Free Ranch is known for making glass whiskey from grain at its distillery and farm in Fallon, Nev., about 75 miles east of the Sierra Nevadas. The distillery was founded by husband-wife team Colby and Ashley Frey, who hired Russell Wedlake as master distiller. According to the team, everything is done on site, from malting to maturation and even bottling, and the mashbills consist of grains grown on the 1,500-acre Free Family Farm. Core Bourbon is aged for five years and made from a four-grain mash bill of 66.6 percent corn, 11.4 percent rye, 12 percent malted barley, and 10 percent white winter wheat. Rye is a bottled expression made from 100 percent winter cereal rye.

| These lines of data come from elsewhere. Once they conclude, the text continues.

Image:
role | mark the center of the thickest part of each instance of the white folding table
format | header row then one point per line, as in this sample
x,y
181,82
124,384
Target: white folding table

The new edition of the Single Grain Series is unique in that it is made from 100 percent white winter wheat mash bales grown on the Frey Ranch farm. It was cultivated by self-described “whiskey farmer” Colby Frey, and like other whiskeys, every step of the production took place at the distillery. “Our slow-grown grains are at the heart of who we are as an American whiskey brand, so we’ll continue to experiment with different mash bills that incorporate variations of these single grains,” Frey said in a statement. exhibit high quality and unique flavor profiles.” . “[This] Our single grain is the first cask strength release from the series, and we look forward to sharing it with the whiskey community.”
100% wheat whiskey is a single-barrel product bottled at cask strength, so each bottle will vary depending on which barrel it came from—from 58.4 percent ABV (116.8 proof) to 67.2 percent. ABV (134.4 proof), and about six. By the age of about eight years. The sample we got to taste came from the higher end of the spectrum in terms of proof and the lowest in terms of age, after spending six years and two months in a barrel and warming to 134.48 proof. Despite the intensity, there isn’t a huge amount of alcohol on the nose, which kicks things off nicely with notes of butterscotch and caramel. However, heat enters the picture on the palate, but they shine with sweet candy notes as well as raspberry, bright lemon, vanilla bean, and buttery frosting. The press release describes this whiskey as a “sugar bomb” and that’s true, but not in a saccharine way. It’s a vanilla funfty cake of a whiskey, and those notes are amplified once you put a little water in your dram.
The new wheat whiskey will be available online from Frey Ranch. website (SRP $114) launching this weekend. In the meantime, you can now find remaining whiskey bottles on websites like ReserveBar.